According to many economists, most workers follow a similar pattern: they become less productive as the day goes on. While there are several reasons to explain this phenomenon, one question remains. Should other countries follow Sweden's lead and cut the length of the working day to 6 hours? http://www.ecnmy.org/engage/why-people-should-work-six-hours-a-day-and-no-more/
The worst are 12 hour shifts, graveyard, split shift and 7 day work weeks. I've worked all of them. At this time I'm working 7 hours a day. Still, I would gladly work 8 hours just to get the extra pay.

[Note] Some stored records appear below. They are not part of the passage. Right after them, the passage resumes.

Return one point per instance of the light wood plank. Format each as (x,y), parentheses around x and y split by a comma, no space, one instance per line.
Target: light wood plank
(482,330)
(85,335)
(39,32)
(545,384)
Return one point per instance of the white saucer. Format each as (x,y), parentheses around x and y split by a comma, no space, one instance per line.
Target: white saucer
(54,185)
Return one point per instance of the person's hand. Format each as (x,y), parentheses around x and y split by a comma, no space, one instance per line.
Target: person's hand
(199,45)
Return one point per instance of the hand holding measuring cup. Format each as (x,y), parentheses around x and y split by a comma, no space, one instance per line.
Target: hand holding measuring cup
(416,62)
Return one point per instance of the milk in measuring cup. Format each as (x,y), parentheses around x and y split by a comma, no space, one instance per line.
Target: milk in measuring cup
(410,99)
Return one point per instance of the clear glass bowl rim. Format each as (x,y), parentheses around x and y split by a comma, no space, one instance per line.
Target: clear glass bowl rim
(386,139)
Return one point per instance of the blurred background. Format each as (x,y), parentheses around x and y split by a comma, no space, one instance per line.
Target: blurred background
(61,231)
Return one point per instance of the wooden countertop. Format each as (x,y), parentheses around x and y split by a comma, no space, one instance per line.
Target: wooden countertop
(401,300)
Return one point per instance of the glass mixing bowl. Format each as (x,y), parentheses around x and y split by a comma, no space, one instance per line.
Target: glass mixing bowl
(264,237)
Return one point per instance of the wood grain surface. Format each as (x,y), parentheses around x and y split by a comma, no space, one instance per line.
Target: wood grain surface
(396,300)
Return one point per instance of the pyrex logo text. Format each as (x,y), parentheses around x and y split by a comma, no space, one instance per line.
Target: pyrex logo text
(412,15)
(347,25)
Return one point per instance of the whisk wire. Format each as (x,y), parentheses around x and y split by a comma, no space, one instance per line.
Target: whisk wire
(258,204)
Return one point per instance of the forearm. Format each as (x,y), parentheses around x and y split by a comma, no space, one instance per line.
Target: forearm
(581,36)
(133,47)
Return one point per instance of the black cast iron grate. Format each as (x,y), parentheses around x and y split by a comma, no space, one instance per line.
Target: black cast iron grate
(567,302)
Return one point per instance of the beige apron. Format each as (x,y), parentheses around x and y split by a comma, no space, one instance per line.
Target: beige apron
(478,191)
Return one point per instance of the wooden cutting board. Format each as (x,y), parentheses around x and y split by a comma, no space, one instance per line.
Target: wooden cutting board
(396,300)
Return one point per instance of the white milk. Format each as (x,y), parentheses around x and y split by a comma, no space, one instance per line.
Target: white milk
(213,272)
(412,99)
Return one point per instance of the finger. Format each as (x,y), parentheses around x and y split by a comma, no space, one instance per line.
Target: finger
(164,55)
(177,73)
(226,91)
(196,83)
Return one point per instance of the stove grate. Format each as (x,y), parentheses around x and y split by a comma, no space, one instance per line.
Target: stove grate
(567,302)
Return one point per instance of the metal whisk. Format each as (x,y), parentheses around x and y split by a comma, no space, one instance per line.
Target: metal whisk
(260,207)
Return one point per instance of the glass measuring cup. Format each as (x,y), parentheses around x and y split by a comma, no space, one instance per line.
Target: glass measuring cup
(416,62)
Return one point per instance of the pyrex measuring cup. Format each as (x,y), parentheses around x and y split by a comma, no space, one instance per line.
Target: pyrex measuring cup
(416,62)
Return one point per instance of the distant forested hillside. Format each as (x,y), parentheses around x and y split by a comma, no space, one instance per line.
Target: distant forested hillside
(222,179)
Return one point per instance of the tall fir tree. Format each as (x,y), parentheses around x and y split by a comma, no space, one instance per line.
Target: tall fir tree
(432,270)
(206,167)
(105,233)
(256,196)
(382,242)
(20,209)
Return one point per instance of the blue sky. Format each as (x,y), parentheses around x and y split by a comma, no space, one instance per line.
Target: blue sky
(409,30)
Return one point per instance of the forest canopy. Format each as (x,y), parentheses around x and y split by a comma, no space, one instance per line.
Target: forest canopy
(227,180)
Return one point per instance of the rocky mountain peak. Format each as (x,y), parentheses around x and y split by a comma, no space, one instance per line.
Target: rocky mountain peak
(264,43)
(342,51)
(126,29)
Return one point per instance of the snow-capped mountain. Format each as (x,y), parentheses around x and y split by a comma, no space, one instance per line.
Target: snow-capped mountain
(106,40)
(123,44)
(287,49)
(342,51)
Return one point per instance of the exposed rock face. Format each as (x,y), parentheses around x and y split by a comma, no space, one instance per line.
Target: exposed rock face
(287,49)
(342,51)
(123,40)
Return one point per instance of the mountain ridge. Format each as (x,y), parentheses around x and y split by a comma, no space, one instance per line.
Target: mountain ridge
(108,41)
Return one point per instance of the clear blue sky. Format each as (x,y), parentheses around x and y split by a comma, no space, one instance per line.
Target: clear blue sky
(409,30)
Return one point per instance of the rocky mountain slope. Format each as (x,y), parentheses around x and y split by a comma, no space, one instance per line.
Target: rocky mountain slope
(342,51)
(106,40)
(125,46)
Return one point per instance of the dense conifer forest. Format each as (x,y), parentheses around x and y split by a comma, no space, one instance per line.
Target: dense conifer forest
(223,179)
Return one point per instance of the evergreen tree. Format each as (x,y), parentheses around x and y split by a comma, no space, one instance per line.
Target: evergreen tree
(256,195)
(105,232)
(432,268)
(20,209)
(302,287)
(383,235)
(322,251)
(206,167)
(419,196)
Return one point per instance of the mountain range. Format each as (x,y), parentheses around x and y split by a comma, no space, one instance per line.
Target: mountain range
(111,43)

Back in the early 1900s this was studied to death, and the breakover found to be about 8 hours a day for 5 days per week. Less than that, the company gained by boosting hours. More than that, the company did not gain. That's before, not after, the common extra pay for overtime hours is figured in - that's the straight pay figure. That's where the 40 hour week came from, why that number was chosen - it was what the employers found maximized efficiency. For some reason, this common knowledge of the '50s has been lost, and corporate execs are no longer considered bad managers if their employees work more than 40 hours @ week. In the US, of course, there are such high overhead costs for hiring another employee (mostly US health care, the fuckup with a thousand faces) that the temptation to pay overtime instead is very strong. This leads to a suboptimal equilibrium trap: the lower productivity prevents increases in the wages, the lower wages bias an employee toward accepting overtime work, the various bad effects of the longer hours lower productivity.